To find $f(-1)$, we look at the y-coordinate of the point where $x = -1$. From the graph, at $x = -1$, $y = 3$. Therefore, $f(-1) = 3$.

2. $\lim_{x \to -1^-} f(x)$

The limit of $f(x)$ as $x$ approaches $-1$ from the left. From the graph, as $x$ approaches $-1$ from the left, $f(x)$ approaches $3$. Therefore, $\lim_{x \to -1^-} f(x) = 3$.

3. $\lim_{x \to -1^+} f(x)$

The limit of $f(x)$ as $x$ approaches $-1$ from the right. From the graph, as $x$ approaches $-1$ from the right, $f(x)$ also approaches $3$. Therefore, $\lim_{x \to -1^+} f(x) = 3$.

4. $\lim_{x \to -1} f(x)$

Since both the left-hand limit and the right-hand limit as $x$ approaches $-1$ are equal and both are $3$, the limit of $f(x)$ as $x$ approaches $-1$ exists and is $3$. Therefore, $\lim_{x \to -1} f(x) = 3$.
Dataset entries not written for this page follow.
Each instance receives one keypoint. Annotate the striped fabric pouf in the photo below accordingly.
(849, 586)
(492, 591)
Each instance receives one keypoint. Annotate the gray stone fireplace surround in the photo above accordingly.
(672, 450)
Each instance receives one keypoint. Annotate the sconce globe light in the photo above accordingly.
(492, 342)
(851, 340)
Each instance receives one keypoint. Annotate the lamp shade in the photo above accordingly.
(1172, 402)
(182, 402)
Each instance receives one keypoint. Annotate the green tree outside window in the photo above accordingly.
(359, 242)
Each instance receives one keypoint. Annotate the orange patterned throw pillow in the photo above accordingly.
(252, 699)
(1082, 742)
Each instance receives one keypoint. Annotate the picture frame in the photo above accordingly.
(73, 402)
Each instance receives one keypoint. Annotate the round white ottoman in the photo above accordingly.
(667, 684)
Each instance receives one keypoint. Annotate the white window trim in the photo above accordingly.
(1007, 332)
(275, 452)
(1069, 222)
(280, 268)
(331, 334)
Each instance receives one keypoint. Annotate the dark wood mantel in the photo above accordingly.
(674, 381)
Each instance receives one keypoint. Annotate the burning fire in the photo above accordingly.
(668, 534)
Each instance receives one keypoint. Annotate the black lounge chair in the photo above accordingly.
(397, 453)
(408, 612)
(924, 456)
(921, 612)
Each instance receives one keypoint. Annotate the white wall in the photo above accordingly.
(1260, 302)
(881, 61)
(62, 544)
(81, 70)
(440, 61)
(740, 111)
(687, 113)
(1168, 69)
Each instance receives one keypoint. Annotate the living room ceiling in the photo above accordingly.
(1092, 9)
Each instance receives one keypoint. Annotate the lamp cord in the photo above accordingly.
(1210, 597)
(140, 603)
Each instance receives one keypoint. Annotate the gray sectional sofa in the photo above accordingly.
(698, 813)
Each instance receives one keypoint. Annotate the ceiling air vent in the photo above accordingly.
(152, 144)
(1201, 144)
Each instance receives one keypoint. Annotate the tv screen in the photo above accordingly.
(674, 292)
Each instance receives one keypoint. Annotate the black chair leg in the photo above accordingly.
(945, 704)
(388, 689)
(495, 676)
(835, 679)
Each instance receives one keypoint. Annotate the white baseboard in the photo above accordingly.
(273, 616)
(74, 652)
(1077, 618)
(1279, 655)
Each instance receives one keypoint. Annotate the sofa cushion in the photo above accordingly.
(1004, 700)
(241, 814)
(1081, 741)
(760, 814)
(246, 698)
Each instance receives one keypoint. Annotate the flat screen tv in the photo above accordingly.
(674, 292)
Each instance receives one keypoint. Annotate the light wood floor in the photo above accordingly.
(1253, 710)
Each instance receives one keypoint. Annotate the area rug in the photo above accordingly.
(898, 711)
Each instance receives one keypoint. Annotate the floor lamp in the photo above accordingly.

To summarize, the answers are:

1. $f(-1) = 3$
2. $\lim_{x \to -1^-} f(x) = 3$
3. $\lim_{x \to -1^+} f(x) = 3$
4. $\lim_{x \to -1} f(x) = 3$

Would you like any further details or have any questions about these solutions? Here are some related questions you might find useful:

1. What are the definitions of left-hand limit and right-hand limit?
2. How do we determine if a limit exists at a point?
3. What is the difference between a limit and a function value at a point?
4. Can a function be discontinuous at a point where its limit exists?
5. How do you identify and interpret discontinuities in a graph?

Tip: Always compare the left-hand and right-hand limits at a point to determine if the overall limit exists.